I have customized my disambiguation to the following:

paths:
    default: $albumartist/$album%aunique{albumartist album albumdisambig,albumtype year albumdisambig country label}%if{$albumdisambig, [%title{$albumdisambig}]}/$disc_and_track $title
    singleton: $albumartist/[non album tracks]/$title
    comp: Various Artists/$album%aunique{albumartist album albumdisambig,albumtype year albumdisambig country label}%if{$albumdisambig, [%title{$albumdisambig}]}/$disc_and_track $artist - $title

As you can see, I always add disambiguation to my albums if present to get [Deluxe Edition] or whatever automatically, and it’s been working great for a while. The Weezer albums are strange, though, and I wonder how I can fix them.

I use the Chromaprint/Musicbrainz plugin for getting metadata which means that the MB disambiguation comment is used for $albumdisambig is that’s usually fine. The problem here is that the Release Group in Musicbrainz has a disambiguation comment of, say, “Blue Album”… and each indiviual release has a disambiguation comment of “Blue Album” as well in addition to anything else like “Deluxe Edition”. That makes the following happen when using $albumdisambig:

Weezer [Blue Album, Blue Album, Deluxe Edition]
Weezer [Green Album, Green Album]
Weezer [Red Album, Red Album, Deluxe Edition]
Weezer [White Album, White Album]

Is there any way non-manual way to fix this such that if I removed and reimported I would get [Blue Album, Deluxe Edition] or [Green Album]? I know I could manually fix this once, but I’d rather make this more automated, especially for potential cases like this in the future. I’m even up to using a plugin like the inline plugin to do text manipulation to remove duplicate strings, but my python is weak. Is $albumdisambig even available to that plugin since it’s not an actual album property?

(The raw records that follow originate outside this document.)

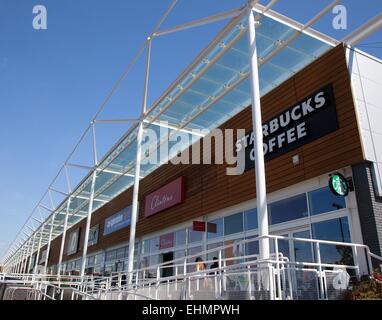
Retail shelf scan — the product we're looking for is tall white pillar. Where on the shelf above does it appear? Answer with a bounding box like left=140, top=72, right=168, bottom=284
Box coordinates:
left=127, top=38, right=152, bottom=284
left=248, top=7, right=270, bottom=259
left=57, top=197, right=72, bottom=275
left=81, top=169, right=97, bottom=277
left=33, top=229, right=45, bottom=274
left=44, top=214, right=56, bottom=274
left=27, top=234, right=36, bottom=274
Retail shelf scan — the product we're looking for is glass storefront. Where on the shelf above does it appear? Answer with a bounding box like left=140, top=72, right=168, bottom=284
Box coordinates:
left=67, top=188, right=352, bottom=277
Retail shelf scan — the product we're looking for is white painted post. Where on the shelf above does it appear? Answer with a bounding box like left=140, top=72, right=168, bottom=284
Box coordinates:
left=57, top=197, right=72, bottom=276
left=44, top=214, right=56, bottom=274
left=248, top=7, right=270, bottom=259
left=81, top=121, right=98, bottom=278
left=127, top=38, right=151, bottom=285
left=27, top=234, right=36, bottom=274
left=33, top=226, right=45, bottom=274
left=81, top=169, right=97, bottom=278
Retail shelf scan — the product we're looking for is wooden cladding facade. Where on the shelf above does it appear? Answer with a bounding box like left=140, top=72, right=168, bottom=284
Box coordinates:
left=44, top=45, right=364, bottom=265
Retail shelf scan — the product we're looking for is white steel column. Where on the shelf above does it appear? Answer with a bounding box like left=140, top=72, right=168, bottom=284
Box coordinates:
left=248, top=7, right=270, bottom=259
left=81, top=121, right=98, bottom=277
left=127, top=38, right=152, bottom=284
left=33, top=230, right=45, bottom=274
left=57, top=197, right=72, bottom=276
left=27, top=234, right=36, bottom=274
left=16, top=250, right=22, bottom=273
left=21, top=241, right=29, bottom=273
left=44, top=214, right=56, bottom=274
left=81, top=169, right=97, bottom=277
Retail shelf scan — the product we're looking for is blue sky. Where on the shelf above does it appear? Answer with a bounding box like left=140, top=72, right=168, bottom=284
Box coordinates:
left=0, top=0, right=382, bottom=257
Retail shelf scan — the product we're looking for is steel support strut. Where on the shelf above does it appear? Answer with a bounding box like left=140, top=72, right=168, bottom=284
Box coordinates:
left=127, top=38, right=152, bottom=284
left=57, top=197, right=72, bottom=275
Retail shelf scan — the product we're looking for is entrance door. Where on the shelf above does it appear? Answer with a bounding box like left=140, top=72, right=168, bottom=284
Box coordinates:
left=291, top=229, right=313, bottom=262
left=161, top=252, right=174, bottom=278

Also - the duplicates plugin sees them all as duplicates. Is there any way to get the duplicates plugin to use the albumdisambig as a hint that it’s not the same album and import it without asking? I do still want it to ask if disambiguation fails, and I’d rather have it always ask than make a mistake, so if not that’s a small thing.

Interesting! That’s a perplexing problem. How would you suggest that this should work? Are you imagining a special case for when the release-group string is contained within the release string? Or something more general than that?

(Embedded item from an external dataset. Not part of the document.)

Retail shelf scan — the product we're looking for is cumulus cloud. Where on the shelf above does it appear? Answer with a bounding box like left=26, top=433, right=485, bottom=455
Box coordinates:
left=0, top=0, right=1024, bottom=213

You can always use a plugin or inline field to manipulate data contained in existing fields, $albumdisambig included.

I’m not sure about the duplicates plugin; I thought that used IDs.

I’m not sure what the right fix is in the general case… I’ve been pondering that for a bit now. In this exact case, yes - removing the Release Group string since it’s exactly duplicated in the actual release comment would be the fix. I’m not sure that works all the time, though.

My admittedly weak Python fu, plus Google and Stack Exchange, have come up with this

album_fields:
  unique_disambig: u', '.join(set([x.strip() for x in albumdisambig.split(',')]))

I’m certain this can be improved, but it works in this specific case. Just replace $albumdisambig with $unique_disambig when the processed string is needed. In my case, I only use it in the final output, changing [%title{$albumdisambig}] to [%title{$unique_disambig}] in my path template.

Very nice! That’s a creative solution. FWIW, I might recommend a sorted() call inside the join() argument to make sure the values show up in some stable order.